To remove a con-rod big end cap, bend back the lock tabs (when so equipped), unscrew the bolts or nuts, give the cap a little tap on one end or the other to knock it loose, and withdraw the cap. Then you can push the piston up into the cylinder bore to get the con-rod free from the crankshaft. In most cases the bearing half shells will stay nested in the con-rod and cap and will require a little pry with a small screwdriver tip for removal.

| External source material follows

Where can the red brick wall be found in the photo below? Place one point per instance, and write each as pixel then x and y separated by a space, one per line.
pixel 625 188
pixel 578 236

Bearing shells are composed of a thick steel backing piece with a very thin copper plating and a little thicker layer of soft white metal on the inside. When new the inside bearing surface has a soft buff finish all the way around. As it wears it develops a shiny surface in the middle (all the way across), but may have very little wear near the ends. You will likely find more wear on the upper bearing shell than on the lower one. If you see only white metal on the bearing there is a very good chance the crankshaft is still in good serviceable condition. If you see a very small amount of copper showing through the white metal it's a toss up. If you see any of the steel backing shell showing through the copper, the crankshaft will most likely need to be reground.
connecting rod bearings
This photo shows connecting rod bearings in good condition (left) and badly worn (right) with all of the soft white metal worn away to expose the intermediate copper layer. The copper layer is very thin, so a little more running time would have the steel backing plate exposed to cause severe damage to the crankshaft rod journal surface.

Run your finger across the bearing journal on the crankshaft, front to back. The journals should be mirror clean and perfectly smooth. Repeat on top, bottom, and sides of the journal. If you can feel even the slightest roughness it needs to be re-ground. If it passes the finger tip test, use a 2" micrometer capable of reading .0001" increments to measure the diameter of the bearing journals on the crankshaft. Measure in two or thee different orientations, as the journal may not be round. Refer to the shop manual for correct diameter. If it is more than .001" undersize in any direction it needs to be reground. Regrind sizes will be in increments of .010" undersize. Undersize bearing shells will usually have the undersize designation stamped on the steel back side, such as 010, 020, etc.